Cuba tra i suoi interessi prioritari
Nel 1981 il Presidente Sandro Pertini gli consegnò il Premio Saint Vincent come miglior giornalista televisivo dell’anno. Nello stesso periodo, dopo aver collaborato a due cicli di Mixer di Giovanni Minoli, dal 1981 al 1984 ha esordito come autore e conduttore di Blitz, un programma innovativo di Rai 2 che occupava tutta la domenica pomeriggio e nel quale intervennero fra gli altri Federico Fellini, Eduardo De Filippo, Muhammad Ali, Robert De Niro, Jane Fonda, Betty Faria, Gabriel García Márquez, Enzo Ferrari, Léo Ferré e Tito Schipa Jr.. Rimasta celebre la sua intervista, nel 1987, per 16 ore al presidente cubano Fidel Castro, in un documentario dal quale è stato tratto un libro pubblicato in tutto il mondo. Da quello stesso incontro è stato tratto Fidel racconta il Che, un reportage nel quale il leader cubano, per la prima e unica volta, racconta l’epopea di Ernesto Guevara. Il prologo alla prima intervista con Fidel Castro è stato scritto da Gabriel García Márquez; quello alla seconda, dallo scrittore brasiliano Jorge Amado.

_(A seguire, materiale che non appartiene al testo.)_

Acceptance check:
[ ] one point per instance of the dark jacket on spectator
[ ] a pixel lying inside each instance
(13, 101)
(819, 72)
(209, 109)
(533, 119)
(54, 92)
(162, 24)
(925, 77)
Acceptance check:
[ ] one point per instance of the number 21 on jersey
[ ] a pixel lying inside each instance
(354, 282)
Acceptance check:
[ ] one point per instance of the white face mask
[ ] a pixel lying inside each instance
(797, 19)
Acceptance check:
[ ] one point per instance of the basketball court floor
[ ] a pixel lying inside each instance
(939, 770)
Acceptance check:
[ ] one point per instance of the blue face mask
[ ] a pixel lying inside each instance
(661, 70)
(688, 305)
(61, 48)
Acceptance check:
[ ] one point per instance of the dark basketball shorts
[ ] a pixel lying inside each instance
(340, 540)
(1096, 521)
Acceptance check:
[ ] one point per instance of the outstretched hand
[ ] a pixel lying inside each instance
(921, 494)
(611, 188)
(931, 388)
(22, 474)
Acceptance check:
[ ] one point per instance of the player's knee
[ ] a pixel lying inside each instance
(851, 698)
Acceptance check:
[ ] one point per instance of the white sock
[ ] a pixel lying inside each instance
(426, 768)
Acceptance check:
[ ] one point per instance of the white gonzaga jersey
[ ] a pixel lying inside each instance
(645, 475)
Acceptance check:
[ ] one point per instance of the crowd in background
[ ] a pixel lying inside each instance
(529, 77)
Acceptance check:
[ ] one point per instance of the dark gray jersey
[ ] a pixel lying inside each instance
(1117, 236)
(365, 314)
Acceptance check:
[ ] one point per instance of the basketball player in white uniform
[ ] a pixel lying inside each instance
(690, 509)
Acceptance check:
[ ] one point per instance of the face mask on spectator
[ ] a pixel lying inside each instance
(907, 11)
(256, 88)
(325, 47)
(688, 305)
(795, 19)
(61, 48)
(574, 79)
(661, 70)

Privilegiare i lunghi racconti
A Muhammad Ali, che Minà ha seguito in tutta la sua carriera, ha dedicato il lungometraggio Cassius Clay, una storia americana. Altro sodalizio rimasto una sorta di icona, è quello con Maradona. Maradona: non sarò mai un uomo comune era un reportage-confessione di 70 minuti con il fuoriclasse argentino alla fine dell’anno più sofferto per la vita dell’ex calciatore. Nel 2004 ha realizzato un progetto inseguito per undici anni e basato sui diari giovanili di Ernesto Guevara e del suo amico Alberto Granado quando, nel 1952, attraversarono in motocicletta l’America Latina, partendo dall’Argentina e proseguendo per il sud del Cile, il deserto di Atacama, le miniere di Chuquicamata, l’Amazzonia peruviana, la Colombia e il Venezuela. Dopo aver collaborato alla costruzione del film tratto da questa avventura e intitolato I diari della motocicletta diretto da Walter Salles e prodotto da Robert Redford e Michael Nozik, Minà ha realizzato il lungometraggio In viaggio con Che Guevara, ripercorrendo con l’ottantenne Alberto Granado quell’avventura mitica.